Suara.com - Dalam menjalankan ibadah puasa Ramadan, niat merupakan fondasi utama yang menentukan keabsahan ibadah tersebut.
Namun, sebagai manusia yang tak luput dari sifat lupa, terkadang muncul kekhawatiran, "Bagaimana jika saya terbangun kesiangan dan lupa membaca niat puasa?

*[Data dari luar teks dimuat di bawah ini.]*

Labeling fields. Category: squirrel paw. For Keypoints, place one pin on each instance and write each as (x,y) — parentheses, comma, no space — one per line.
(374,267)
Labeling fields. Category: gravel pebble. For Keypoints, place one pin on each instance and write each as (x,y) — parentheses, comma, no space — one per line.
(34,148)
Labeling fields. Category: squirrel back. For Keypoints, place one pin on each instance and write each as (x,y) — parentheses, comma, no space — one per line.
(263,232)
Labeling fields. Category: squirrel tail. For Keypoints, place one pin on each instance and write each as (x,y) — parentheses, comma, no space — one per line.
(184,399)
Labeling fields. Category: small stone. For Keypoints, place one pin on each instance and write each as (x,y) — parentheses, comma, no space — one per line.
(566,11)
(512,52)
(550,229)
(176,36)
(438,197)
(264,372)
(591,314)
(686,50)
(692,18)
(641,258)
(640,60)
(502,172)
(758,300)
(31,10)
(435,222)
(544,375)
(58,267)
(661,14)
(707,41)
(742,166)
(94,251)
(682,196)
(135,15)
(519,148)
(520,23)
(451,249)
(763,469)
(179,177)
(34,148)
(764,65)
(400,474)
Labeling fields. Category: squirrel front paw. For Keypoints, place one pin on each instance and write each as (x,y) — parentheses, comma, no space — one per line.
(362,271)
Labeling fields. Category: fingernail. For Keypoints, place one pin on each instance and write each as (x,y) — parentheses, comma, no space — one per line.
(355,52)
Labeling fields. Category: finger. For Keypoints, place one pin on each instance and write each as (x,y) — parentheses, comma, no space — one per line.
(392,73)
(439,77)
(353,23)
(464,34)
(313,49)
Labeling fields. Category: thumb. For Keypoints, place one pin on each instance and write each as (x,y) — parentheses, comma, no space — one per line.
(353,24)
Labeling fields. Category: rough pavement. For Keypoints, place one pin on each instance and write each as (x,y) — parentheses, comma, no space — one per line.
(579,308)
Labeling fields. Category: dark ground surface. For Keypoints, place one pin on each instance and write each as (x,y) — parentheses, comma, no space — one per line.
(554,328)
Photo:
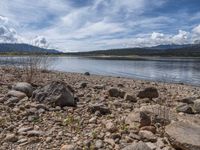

Apakah puasa saya hari ini tetap sah?"
Persoalan ini sering kali menjadi kegelisahan bagi umat Muslim di tengah padatnya aktivitas selama bulan suci.
Untuk menjawab keraguan tersebut, mari kita bedah secara mendalam berdasarkan perspektif hukum Islam dan penjelasan para ulama.
Niat: Rukun yang Tak Boleh Terlewatkan
Secara syariat, niat adalah salah satu rukun puasa yang wajib dipenuhi.
Merujuk pada mayoritas ulama, khususnya dalam Madzhab Syafi'i yang dominan di Indonesia, niat puasa wajib harus dilakukan pada malam hari (tabyit), yakni dalam rentang waktu antara setelah tenggelamnya matahari (Maghrib) hingga sebelum terbitnya fajar (Subuh).
Sebagaimana dikutip dari laman BAZNAS Kota Yogyakarta, kedudukan niat sangatlah krusial.
Rasulullah SAW bersabda, "Barangsiapa yang tidak berniat puasa pada malam hari sebelum fajar, maka tidak ada puasa baginya." (HR. Abu Daud).
Tanpa adanya niat, secara tekstual puasa seseorang dianggap tidak memenuhi syarat sah rukunnya.

Apakah Makan Sahur Bisa Menggantikan Niat?
Satu pertanyaan menarik yang sering muncul adalah mengenai aktivitas sahur.
Jika seseorang makan sahur namun lupa melafalkan doa niat puasa secara lisan, apakah aktivitas makannya tersebut bisa dianggap sebagai niat?
Melansir penjelasan dari NU Online Lampung, ada kabar baik bagi Anda yang sempat makan sahur meskipun lupa melafalkan niat.
Banyak ulama madzhab Syafi'i dalam kitabnya, di antaranya Imam Nawawi dalam Majmu' dan Raudhoh, menyebutkan bahwa aktivitas makan sahur itu sendiri secara otomatis bisa dianggap sebagai niat.
Keinginan di dalam hati untuk berpuasa yang diwujudkan melalui tindakan makan sahur sudah mencukupi syarat niat, meski niat tersebut tidak diucapkan secara lisan (talaffudz).
Sebab, hakikat niat adalah al-qashdu atau menyengaja di dalam hati.